A circulação de bens deve ser um mecanismo consciente em todas as esferas e as políticas públicas neste segmento têm que ser prioridade em todas as áreas do poder econômico, sejam associadas aos programas de exportação de produtos industriais e manufaturados, sejam aos programas de turismo, programas de tecnologia e outros.

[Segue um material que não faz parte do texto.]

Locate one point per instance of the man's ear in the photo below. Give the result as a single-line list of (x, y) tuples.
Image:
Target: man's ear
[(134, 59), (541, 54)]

A presença do Estado é inevitável e é na prática associativa com a produção cultural e na sinergia destas forças decorrentes que quaisquer mobilizações farão sentido para o futuro. A difusão do conhecimento deve ser encarada como rotina e o Estado deve fazer todos os esforços para que a população entenda que ele está a serviço da Cultura e não o inverso que é risco de cairmos no populismo demagógico. A partir daqui é necessário que se enxergue a Cultura e o direito ao acesso à informação cultural como necessidade elementar. A cultura, no extremo, deve ser entendida como indústria limpa que depende do potencial criativo do homem e para tanto deve ser desenvolvida e incentivada. Para isto precisa ser tratada com planejamento, decisão, objetivos e metas. Caso contrário, será por mais tempo uma pedra indesejada no sapato.